[erlang-questions] Distributed application and netsplit

Tue Nov 18 20:06:24 CET 2014

Hello,

I am trying to implement an application, that should be active on a
single node in a cluster. Distributed applications look like a proper
tool for implementing such behaviour, so I implemented my app using
it. It works as expected (failover ant takeover), when turning on and
off appropriate nodes.

I tried to check, what happens on a netsplit and a recovery from it. I
simulated the netsplit by erlang:disconnect_node/1. The application
has been started on both nodes (that was expected), although they were
left both running after netsplit was removed (using net_adm:ping/1).

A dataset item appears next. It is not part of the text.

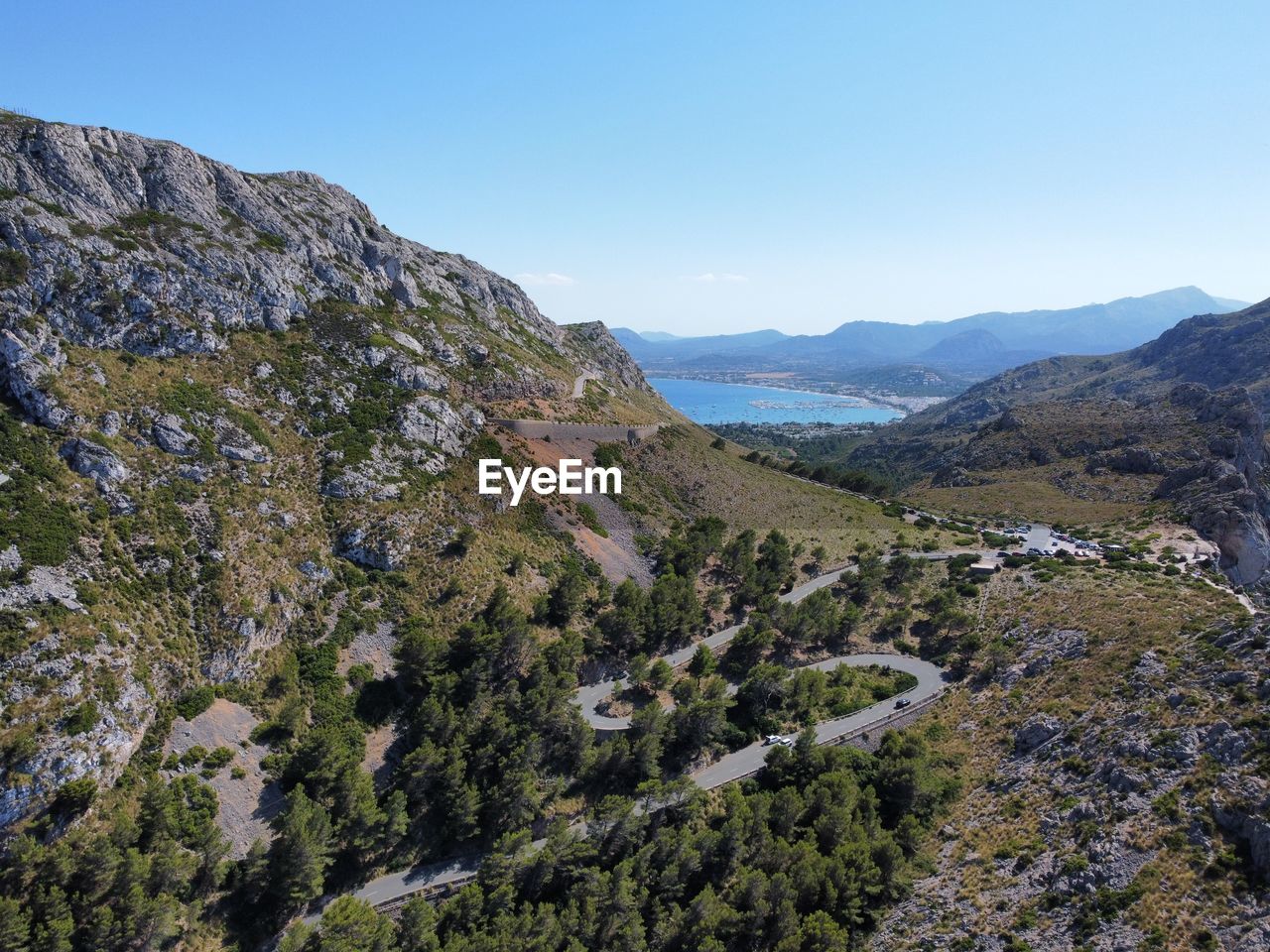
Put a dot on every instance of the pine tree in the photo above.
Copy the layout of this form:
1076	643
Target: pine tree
302	852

So the application is not stopped automatically on the second node.
How can I stop it manually? I use the global process registry in that
application and the resolve function (passed to
global:register_name/3) can be used to detect such situation. I tried
the following:

  * invoke application:stop/1 on the secondary node. The application
was stopped on the secondary node, although the failover mechanism was
broken. I.e. if I shutdown the primary node after such recovery (from
the netsplit), the application is not started on the secondary node
anymore.
  * invoke application:permit/2 with Permission=false and then with
Permission=true on the secondary node (looks like workaround). The
application was started again, when permission was set to true. So it
not works either.

How can I stop the application on a secondary node so, that it would
be started automatically in the case of failover?

Karolis